Nous allons délaisser aujourd’hui les groupes de pression proprement dits – non que la matière manque, au contraire elle pullule – pour nous intéresser au résultat d’un coup magistral par eux réussi: faire payer au contribuable américain la lutte contre l’ « antisémitisme »….sur toute la planète.

Eh oui, aux States, on sait voir grand. Comment faire pour fermer la bouche à toutes les critiques à l’égard d’Israël ? Et accessoirement aux curieux qui s’intéressent mal à propos à la shoah ? Telles étaient en substance les angoissantes questions. La réponse ? Le Global Anti-Semitism Awareness Act of 2004.

Loi votée à l’unanimité de ses deux chambres par le Congrès des Etats-Unis et signée par George Bush le 16 octobre 2004…. juste avant les élections du 2 novembre.

On ne peut pas dire qu’on ait beaucoup entendu parler de cette loi en Europe. Le Département d’Etat s’y était opposé, estimant qu’elle accordait un statut trop exclusif à une ethnie et à une religion. Mais que pèse le Département d’Etat face aux lobbys ? Ceux-ci ont fait le forcing, avec succès, naturellement.

La loi commence par recenser un certain nombre d' « actes antisémites » qui ont eu lieu fin 2003/début 2004, y compris le feu mis à une synagogue à Toulon le 23 mars 2004 !

Pour lutter contre ces forfaits sans nom, les Etats-Unis, s’arrogeant le titre de gendarme mondial, s’engagent à combattre l’antisémitisme OU QU’IL SE MANIFESTE SUR LA PLANETE. En coopération avec les instances internationales comme l’Union Européenne ou l’ONU. On en a d’ailleurs déjà vu des effets.

Admirez l’astuce : les axes du mal vont considérablement se diversifier et gare aux rebelles au Nouvel Ordre Mondial ! Joli coup, non ?

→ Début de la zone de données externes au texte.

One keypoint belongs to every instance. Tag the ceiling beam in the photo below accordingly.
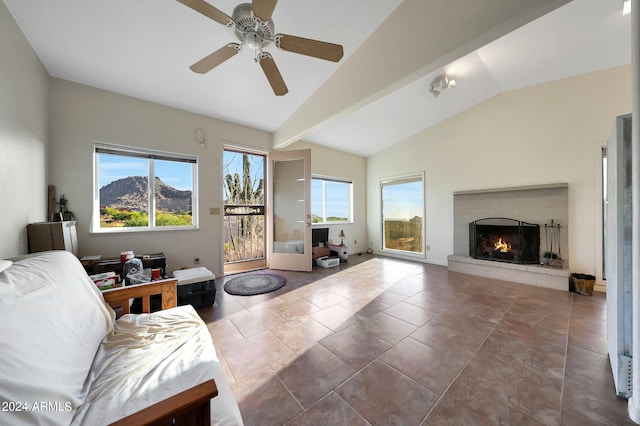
(419, 37)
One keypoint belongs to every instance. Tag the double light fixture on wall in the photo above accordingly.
(441, 83)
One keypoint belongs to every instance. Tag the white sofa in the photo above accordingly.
(65, 359)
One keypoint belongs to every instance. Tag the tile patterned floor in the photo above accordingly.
(382, 341)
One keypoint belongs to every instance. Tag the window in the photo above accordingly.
(402, 214)
(331, 200)
(138, 189)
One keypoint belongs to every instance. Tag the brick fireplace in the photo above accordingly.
(533, 206)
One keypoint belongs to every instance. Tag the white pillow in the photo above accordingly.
(52, 321)
(4, 264)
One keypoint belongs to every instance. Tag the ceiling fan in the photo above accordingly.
(253, 26)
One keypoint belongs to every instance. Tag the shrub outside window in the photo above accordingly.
(139, 190)
(331, 200)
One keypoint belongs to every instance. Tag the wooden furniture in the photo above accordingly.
(320, 251)
(66, 347)
(190, 407)
(342, 250)
(46, 236)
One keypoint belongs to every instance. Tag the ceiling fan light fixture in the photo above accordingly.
(441, 83)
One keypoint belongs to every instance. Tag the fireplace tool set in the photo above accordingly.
(552, 234)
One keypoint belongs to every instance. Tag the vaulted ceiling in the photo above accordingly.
(376, 96)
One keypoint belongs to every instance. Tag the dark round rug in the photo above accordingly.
(249, 285)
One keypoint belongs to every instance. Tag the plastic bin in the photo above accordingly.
(582, 283)
(196, 287)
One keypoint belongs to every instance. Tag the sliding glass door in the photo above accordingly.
(403, 214)
(244, 211)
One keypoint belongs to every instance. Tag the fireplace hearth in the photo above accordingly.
(504, 240)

La loi a créé un Bureau spécial au sein du Département d’Etat pour gérer ce problème fondamental, l’Office of Global Anti-Semitism. Voilà pourquoi je parlais des contribuables payeurs de gré ou de force. A la tête de cet Office : un activiste de la plus belle eau, Gregg Rickman. C’est lui qui dans les années 90 présidait la commission chargée de faire cracher les banquiers suisses. Il en avait tiré un livre, en 1999, délicatement intitulé Swiss Banks and Jewish Souls (Banques suisses et âmes juives). Ah les salauds ! Les Suisses, bien sûr, attention !

La loi assimile clairement l’antisionisme à l’antisémitisme. Pourtant, le sionisme n’est-il pas une doctrine et un mouvement politiques ? A ce titre, il serait permis de le critiquer, non ?

Eh bien, non. Le sionisme est à présent un article de foi et il est obligatoire d’y adhérer sans réserve. Le Dieu de Bush, celui des fondamentalistes chrétiens et juifs, n’a pas l’air de plaisanter. Et franchement, l’Amérique, ces jours-ci, me colle la chair de poule.

Ah, j’oubliais : il y a quand même quelques opposants, même là-bas : http://www.truthtellers.org/alerts/jewishheaddepartofanti...    

18/07/2007

LOBBYS PRO-ISRAELIENS ET ORGANISATIONS JUIVES AUX ETATS-UNIS - 2

2)  Le JINSA

4f4093b206a01803976b0cd106429cb3.jpgTournons-nous à présent vers un autre groupe de pression fort intéressant, agissant à la façon d’un think tank : le JINSA, ou Jewish Institute for National Security Affairs, basé lui aussi à Washington, tout près du Congrès et du Pentagone.

Près du Pentagone car, comme son nom l’indique, il s’occupe, lui, de questions relatives à la sécurité et à la défense nationales. S’occuper de questions militaires n’empêche pas d’avoir le sens de l’humour car son site, www.jinsa.org, indique qu’il s’agit d’une « organisation non partisane et non sectaire… souhaitant défendre les exigences de sécurité des Etats-Unis et d’Israël et renforcer les relations de coopération stratégique entre ces deux grandes démocraties ». 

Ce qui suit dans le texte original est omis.